Bossiaea obcordata, commonly known as spiny bossiaea, is a species of flowering plant in the family Fabaceae and is endemic to south-eastern continental Australia. It is an erect, rigid shrub with spiny branches, heart-shaped to egg-shaped with the narrower end towards the base, and yellow and purplish-brown flowers.

==Description==
Bossiaea obcordata is an erect, rigid shrub that typically grows to a height of up to 1.5 m and has flattened branchlets that become spiny with age. The leaves are arranged alternately along the stems, broadly egg-shaped to heart-shaped with the narrower end towards the base, sometimes almost round, 30–60 mm long and wide on a petiole 0.5–1.5 mm long with narrow triangular stipules 1–2 mm long at the base. The flowers are mostly 8–10 mm long and arranged singly along the branches, each flower on a pedicel up to 5 mm long. The sepals are 3–5 mm long with bracteoles up to 2 mm long on the pedicel. The standard petal is yellow with a red base and up to 10 mm long, the wings usually purplish-brown and about 2.5 mm wide and the keel pinkish to red and 3–4 mm wide. Flowering occurs from September to October and the fruit is a narrow oblong pod 15–20 mm long.

==Taxonomy==
Spiny bossiaea was first formally described in 1804 by Étienne Pierre Ventenat who gave it the name Platylobium obcordatum in his book, Le Jardin de la Malmaison. In 1917, George Claridge Druce changed the name to Bossia obcordata and the new name is accepted by the Australian Plant Census. The specific epithet (obcordata) refers to the obcordate shape of the leaves.

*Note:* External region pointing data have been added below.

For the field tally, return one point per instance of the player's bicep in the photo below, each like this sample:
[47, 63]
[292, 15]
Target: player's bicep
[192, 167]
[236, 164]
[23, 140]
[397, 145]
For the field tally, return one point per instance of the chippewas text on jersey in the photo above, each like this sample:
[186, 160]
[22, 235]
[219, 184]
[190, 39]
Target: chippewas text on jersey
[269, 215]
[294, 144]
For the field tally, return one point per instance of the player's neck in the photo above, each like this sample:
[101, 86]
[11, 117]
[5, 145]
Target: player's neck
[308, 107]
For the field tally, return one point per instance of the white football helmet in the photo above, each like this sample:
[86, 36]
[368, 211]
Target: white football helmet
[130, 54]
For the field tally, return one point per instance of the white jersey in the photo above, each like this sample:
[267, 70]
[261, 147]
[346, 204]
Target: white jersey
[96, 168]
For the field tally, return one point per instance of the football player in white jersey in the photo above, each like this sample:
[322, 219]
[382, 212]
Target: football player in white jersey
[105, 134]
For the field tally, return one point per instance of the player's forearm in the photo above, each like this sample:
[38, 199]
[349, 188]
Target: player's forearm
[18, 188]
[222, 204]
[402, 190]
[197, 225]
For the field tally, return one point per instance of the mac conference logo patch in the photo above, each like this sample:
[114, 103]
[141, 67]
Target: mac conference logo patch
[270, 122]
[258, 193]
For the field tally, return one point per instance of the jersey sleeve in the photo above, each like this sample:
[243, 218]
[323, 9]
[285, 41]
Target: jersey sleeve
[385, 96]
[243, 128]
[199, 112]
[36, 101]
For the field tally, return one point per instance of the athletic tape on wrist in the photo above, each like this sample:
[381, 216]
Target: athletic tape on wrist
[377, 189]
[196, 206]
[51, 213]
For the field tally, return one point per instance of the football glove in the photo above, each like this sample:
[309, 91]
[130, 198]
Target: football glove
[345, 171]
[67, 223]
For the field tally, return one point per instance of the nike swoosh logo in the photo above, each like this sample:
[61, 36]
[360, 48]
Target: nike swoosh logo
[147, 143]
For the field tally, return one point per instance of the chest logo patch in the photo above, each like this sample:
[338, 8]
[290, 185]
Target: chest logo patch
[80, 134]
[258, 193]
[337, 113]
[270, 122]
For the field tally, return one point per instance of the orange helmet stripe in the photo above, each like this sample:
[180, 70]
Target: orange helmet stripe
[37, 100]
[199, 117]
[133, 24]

==Distribution and habitat==
Bossiaea obcordata grows in forest and heath, often on dry sandstone ridges and slopes. It is found from far south-eastern Queensland through the coast, western slopes and tablelands of eastern New South Wales, to central and eastern Victoria. Specimens recorded from Tasmania are now included in Bossiaea tasmanica.